Like homeowners, businesses must work to mitigate damage, and have a plan -- for business owners, many with networks of employees, it is critical to develop a disaster preparedness plan and to urge families to do the same.
Florida Surplus Lines Association has collected some of the best resources for businesses at www.myfsla.com/hurricanes. The industry -- which supports risk-taking businesses throughout Florida and is often dubbed a “safety valve” covering risks the standard market refuses -- urges businesses to take steps now, before a storm is even named, to better prepared for the possibility of at least 10 days without power, and maybe even more.

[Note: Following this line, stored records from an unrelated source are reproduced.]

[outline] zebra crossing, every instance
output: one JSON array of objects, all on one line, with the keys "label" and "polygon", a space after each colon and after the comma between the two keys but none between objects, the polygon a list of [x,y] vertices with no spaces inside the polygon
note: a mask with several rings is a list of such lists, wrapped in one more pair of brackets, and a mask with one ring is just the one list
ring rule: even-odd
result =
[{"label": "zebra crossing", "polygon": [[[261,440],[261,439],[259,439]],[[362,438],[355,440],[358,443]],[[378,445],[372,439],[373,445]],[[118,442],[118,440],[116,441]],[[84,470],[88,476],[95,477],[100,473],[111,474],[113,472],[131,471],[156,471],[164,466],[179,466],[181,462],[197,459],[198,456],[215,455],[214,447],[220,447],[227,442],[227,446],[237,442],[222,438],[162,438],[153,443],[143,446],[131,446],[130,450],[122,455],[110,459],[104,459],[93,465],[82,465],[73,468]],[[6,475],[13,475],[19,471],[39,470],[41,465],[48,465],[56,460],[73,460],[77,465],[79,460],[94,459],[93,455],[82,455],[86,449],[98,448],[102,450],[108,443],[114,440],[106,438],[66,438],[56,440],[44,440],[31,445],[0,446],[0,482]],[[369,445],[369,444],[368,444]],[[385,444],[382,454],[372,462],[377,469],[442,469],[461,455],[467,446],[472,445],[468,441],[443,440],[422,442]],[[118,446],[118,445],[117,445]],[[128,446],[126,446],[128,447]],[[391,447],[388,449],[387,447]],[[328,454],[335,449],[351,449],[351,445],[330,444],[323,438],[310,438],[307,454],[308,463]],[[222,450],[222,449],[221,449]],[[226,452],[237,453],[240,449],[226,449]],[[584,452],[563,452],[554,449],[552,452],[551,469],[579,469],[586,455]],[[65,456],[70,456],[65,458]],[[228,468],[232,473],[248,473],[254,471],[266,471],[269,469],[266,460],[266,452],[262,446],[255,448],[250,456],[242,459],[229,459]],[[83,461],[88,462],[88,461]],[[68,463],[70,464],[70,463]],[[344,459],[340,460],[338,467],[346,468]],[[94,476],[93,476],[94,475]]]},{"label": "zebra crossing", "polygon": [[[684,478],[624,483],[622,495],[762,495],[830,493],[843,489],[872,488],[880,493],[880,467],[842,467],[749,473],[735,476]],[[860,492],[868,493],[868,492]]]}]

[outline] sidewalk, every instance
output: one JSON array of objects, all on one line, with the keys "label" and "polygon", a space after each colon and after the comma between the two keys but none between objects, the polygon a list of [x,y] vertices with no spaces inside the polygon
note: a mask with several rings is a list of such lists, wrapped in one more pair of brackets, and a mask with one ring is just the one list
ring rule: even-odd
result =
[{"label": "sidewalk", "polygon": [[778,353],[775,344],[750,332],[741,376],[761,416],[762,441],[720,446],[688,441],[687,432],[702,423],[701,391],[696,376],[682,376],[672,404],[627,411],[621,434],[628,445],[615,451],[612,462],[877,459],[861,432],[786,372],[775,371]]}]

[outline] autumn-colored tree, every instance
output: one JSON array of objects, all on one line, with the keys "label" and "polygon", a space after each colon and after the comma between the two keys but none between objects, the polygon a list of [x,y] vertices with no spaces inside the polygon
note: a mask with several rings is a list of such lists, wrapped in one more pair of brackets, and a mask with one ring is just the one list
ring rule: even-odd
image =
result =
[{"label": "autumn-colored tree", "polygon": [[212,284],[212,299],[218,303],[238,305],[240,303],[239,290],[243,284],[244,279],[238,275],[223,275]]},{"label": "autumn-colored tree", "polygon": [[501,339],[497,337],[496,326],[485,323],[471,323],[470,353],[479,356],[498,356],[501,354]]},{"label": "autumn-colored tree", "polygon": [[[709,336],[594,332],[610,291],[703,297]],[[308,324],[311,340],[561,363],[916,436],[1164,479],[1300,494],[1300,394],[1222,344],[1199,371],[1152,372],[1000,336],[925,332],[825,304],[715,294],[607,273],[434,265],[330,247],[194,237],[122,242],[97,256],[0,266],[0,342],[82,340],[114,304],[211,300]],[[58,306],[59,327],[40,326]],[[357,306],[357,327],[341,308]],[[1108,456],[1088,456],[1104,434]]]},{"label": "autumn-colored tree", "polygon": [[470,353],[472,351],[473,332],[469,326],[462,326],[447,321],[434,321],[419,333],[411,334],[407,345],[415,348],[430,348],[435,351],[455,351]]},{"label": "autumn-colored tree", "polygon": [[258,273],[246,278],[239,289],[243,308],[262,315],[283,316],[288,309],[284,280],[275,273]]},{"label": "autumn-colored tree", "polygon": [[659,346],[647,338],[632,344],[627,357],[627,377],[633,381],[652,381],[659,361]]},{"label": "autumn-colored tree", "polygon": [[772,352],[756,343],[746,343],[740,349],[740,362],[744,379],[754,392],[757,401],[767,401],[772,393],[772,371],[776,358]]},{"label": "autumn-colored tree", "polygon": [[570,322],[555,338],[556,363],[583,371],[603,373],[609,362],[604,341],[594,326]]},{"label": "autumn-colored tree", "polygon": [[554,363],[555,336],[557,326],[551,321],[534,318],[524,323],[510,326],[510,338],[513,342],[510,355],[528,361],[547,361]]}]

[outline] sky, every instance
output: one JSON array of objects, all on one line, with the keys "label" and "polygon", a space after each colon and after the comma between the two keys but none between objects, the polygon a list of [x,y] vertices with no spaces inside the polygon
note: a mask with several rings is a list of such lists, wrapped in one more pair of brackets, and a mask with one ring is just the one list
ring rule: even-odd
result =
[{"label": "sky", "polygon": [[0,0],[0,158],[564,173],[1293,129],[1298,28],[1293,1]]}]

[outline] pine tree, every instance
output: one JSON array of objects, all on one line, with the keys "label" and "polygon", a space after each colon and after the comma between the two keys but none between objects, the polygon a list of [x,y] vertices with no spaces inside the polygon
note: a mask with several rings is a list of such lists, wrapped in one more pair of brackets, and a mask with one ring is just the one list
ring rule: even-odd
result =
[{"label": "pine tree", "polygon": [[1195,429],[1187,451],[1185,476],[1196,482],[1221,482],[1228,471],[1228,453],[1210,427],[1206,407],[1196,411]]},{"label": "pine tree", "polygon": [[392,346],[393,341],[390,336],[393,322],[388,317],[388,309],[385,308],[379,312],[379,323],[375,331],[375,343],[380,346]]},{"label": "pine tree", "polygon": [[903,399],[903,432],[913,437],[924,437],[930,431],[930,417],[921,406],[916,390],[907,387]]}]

Quite often, depending on your grid, you may not be on the high priority list to have power restored. All businesses need to make sure all their files are backed up. Check and make sure your backup can also be restored. If you store your information in the cloud, practice how to access this info from a remote location.
If you can obtain a generator, have it ready to go with plenty of fuel. You will need to have multiple large, heavy-gauge extension cords to spread throughout the office to run your computers.
Do NOT run a computer through a generator. I cannot emphasize this enough. Computers need to run through a battery backup that is running through the generator. This acts as a regulator and will prevent surge issued on your hardware and software.
If you have social media and access to your website, make sure your customers have an alternative way to contact you, as quite often cell phones will be down. If you have other locations, pre-transfer your phones to that location prior to the storm.
Before you leave your office, pick up all electronics from the floor and move them away from windows. Cover them with plastic in case the roof leaks. If you are in an area that floods, sand bags in front of the doorways may also be helpful.
It is also important that you have several ways to contact your staff after the storm. Have a plan to make sure you can communicate and check on your team. Most importantly, be safe.
The type of damage after a storm will depend on the type of business. You may experience loss of location to operate, loss to your computer systems or loss of stock. Be prepared to operate from another location, and if you are a service business, consider how you would operate from your parking lot if your building is not able to be used. These are major operational shifts to contemplate, but it is better to think about them now.
Avoid preventable mistakes. If you have a generator, make sure it runs and that you have plenty of gas and oil. Make sure extension cords are long enough to get where they need to go. Keep provisions at the office like water and snacks. Your business’ toilets might not flush, so know where you can get water to make them flush – this may be a pool or a lake. Keep a large bucket around for the water. Have hand sanitizer to prevent the spread of bacteria.
After a storm, most people in your community will be in the same boat as you. Be patient and compassionate, as everyone will be under great stress. Some employees and customers may have lost everything. Do what you can to help them get to the next day and get to the other side.
Florida businesses serve important roles in their community, and the quicker they can get back up to supply goods and services, the quicker everyone can get back to some sense of normalcy. It’s your business to be prepared.
Steven Finver is the area vice president at Risk Placement Services in Fort Lauderdale, and he is a member of the Florida Surplus Lines Association.